Os dias que se sucederam foram tomados pelos seus projetos da nova vida. Pensava em ser cantor, em ser fonoaudiólogo, em ser médico, em ser construtor dos tais aparelhos para surdos. Sua alegria e força de viver, agora, eram contagiantes. Mas, algum tempo depois, ele passou a sentir algumas mazelas até então desconhecidas, como: estresse; insônia; irritabilidade; ansiedade; e distúrbios endocrinológicos, como obesidade, crescimento demasiado de pelos e cansaço. Não havia espaço para coincidências, tudo fazia crer que as doenças surgiram após ele ter adquirido a audição. A exposição a buzinas de carros, freadas de ônibus ou sirenes de ambulância, agora, estavam lhe causando grandes sustos. Seu cérebro parecia estar em alerta perene, com sintomas condizentes ao que apregoa a Organização Mundial da Saúde (OMS), que aconselha que não se deve estar exposto a ruídos que ultrapassem 50 dB (decibéis), sendo que os ruídos comuns de uma cidade podem chegar aos 80 dB. Ele já estava tendo problemas para dormir, e às vezes se valia de remédios para aderir ao sono.

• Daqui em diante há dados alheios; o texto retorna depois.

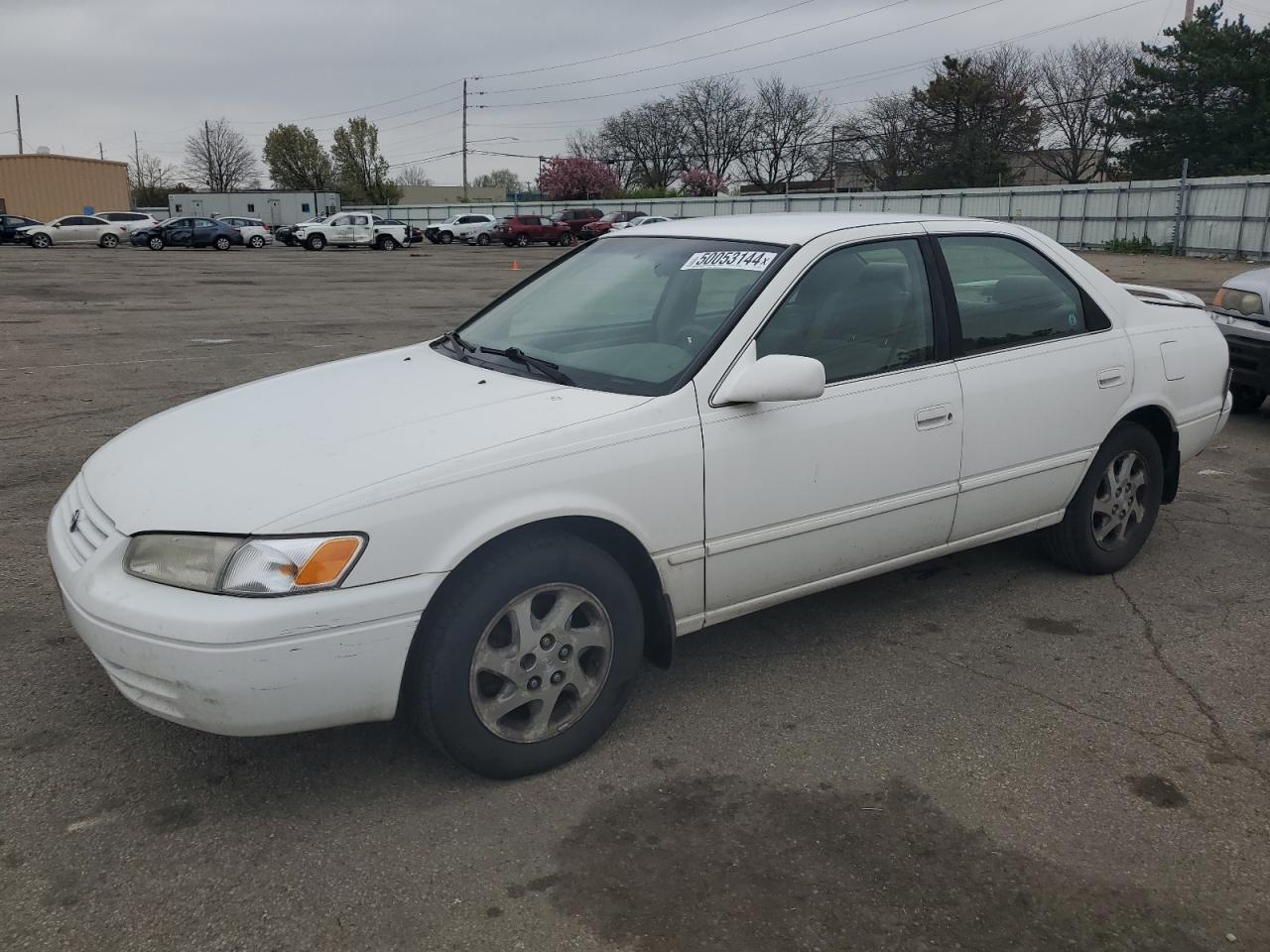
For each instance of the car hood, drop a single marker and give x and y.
(235, 461)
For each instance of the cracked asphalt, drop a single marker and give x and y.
(982, 752)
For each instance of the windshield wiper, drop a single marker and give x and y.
(552, 371)
(460, 344)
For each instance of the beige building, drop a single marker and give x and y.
(50, 185)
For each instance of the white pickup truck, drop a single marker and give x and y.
(352, 230)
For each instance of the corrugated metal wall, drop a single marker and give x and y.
(50, 185)
(1219, 216)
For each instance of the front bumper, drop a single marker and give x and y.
(227, 664)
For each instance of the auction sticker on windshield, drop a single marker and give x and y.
(742, 261)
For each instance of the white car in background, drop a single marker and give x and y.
(642, 220)
(73, 230)
(458, 227)
(668, 429)
(131, 221)
(255, 232)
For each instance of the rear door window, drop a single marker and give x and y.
(1008, 295)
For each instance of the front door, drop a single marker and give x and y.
(801, 495)
(1043, 372)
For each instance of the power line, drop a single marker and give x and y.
(651, 46)
(707, 56)
(760, 66)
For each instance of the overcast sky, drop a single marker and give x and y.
(89, 70)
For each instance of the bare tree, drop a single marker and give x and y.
(879, 141)
(150, 180)
(412, 176)
(649, 139)
(715, 117)
(788, 139)
(218, 158)
(1074, 86)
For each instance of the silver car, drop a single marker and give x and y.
(1241, 311)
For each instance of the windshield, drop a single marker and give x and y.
(626, 315)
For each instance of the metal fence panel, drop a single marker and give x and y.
(1223, 216)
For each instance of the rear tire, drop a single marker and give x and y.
(1111, 515)
(1246, 400)
(584, 662)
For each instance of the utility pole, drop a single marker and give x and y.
(465, 140)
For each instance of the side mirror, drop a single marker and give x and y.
(776, 377)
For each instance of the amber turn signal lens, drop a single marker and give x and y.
(329, 561)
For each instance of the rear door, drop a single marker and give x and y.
(1043, 372)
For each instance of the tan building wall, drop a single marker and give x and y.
(50, 185)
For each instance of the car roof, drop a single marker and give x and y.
(1256, 281)
(784, 227)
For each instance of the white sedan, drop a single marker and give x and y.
(73, 230)
(676, 425)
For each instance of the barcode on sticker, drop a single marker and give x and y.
(743, 261)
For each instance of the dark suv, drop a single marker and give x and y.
(606, 223)
(526, 229)
(576, 218)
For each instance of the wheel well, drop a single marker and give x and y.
(1157, 421)
(630, 553)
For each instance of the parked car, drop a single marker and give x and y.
(131, 221)
(576, 218)
(1242, 313)
(255, 232)
(9, 225)
(481, 234)
(352, 230)
(485, 532)
(71, 230)
(604, 225)
(189, 232)
(530, 229)
(460, 226)
(642, 220)
(286, 232)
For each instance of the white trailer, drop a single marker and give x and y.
(272, 207)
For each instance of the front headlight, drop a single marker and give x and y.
(244, 566)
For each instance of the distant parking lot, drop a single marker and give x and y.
(980, 752)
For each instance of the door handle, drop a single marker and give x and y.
(930, 417)
(1110, 377)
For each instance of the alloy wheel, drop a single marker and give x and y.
(541, 662)
(1118, 500)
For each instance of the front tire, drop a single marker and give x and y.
(1246, 400)
(1111, 515)
(527, 656)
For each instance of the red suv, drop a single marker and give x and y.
(598, 227)
(576, 218)
(526, 229)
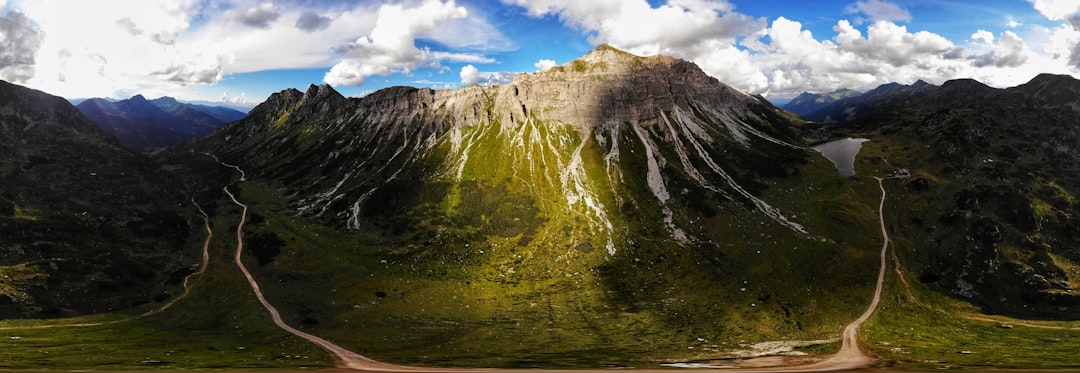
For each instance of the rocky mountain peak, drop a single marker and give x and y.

Em uma consulta psicológica, ele soube que as pessoas, em geral, vinham sofrendo desses mesmos males, mas que estariam acedendo a técnicas científicas que garantiam eficácia. Uma médica lhe disse que as pessoas vinham buscando alternativas, mas acabavam descobrindo que não tinham escolhas, visto que era quase impossível livrar-se dos males provocados pelos ruídos do mundo. Mas que nessa busca, a nova tendência estava sendo as técnicas de concentração e meditação. E mais médicos lhe diziam que os barulhos constantes promovem contínuo esgotamento emocional, o que afeta a qualidade de vida.



Dessa forma, ele passou a se questionar se o mal, de que se maldizia desde a infância, era realmente um castigo ou uma dádiva de Deus... “É pena eu não ser surdo, eu não sofria tanto”! Essa filosofia retumbava em sua mente. Ele foi acometido por um forte sentimento de arrependimento, e, em pouco tempo ele, simplesmente, parou de usar o aparelho auditivo. Descobriu que aquele objeto lhe fazia infeliz. Quis, então, voltar a sua situação anterior, de surdo. Concluiu que o mundo é demais barulhento. Era um grande desgosto ter que ouvir incondicionalmente os barulhos de que não gostava. No auge do seu desespero, em alguns momentos, pensava estar ouvindo vozes do além, pois não conseguia identificar de onde vinham, e ficava com medo. Queria, agora, voltar a ser surdo. Entendeu que precisava retomar a impagável paz que perdera. Percebeu que só o sossego e a serenidade de uma surdez seriam capazes de proporcionar "o silêncio dos inocentes".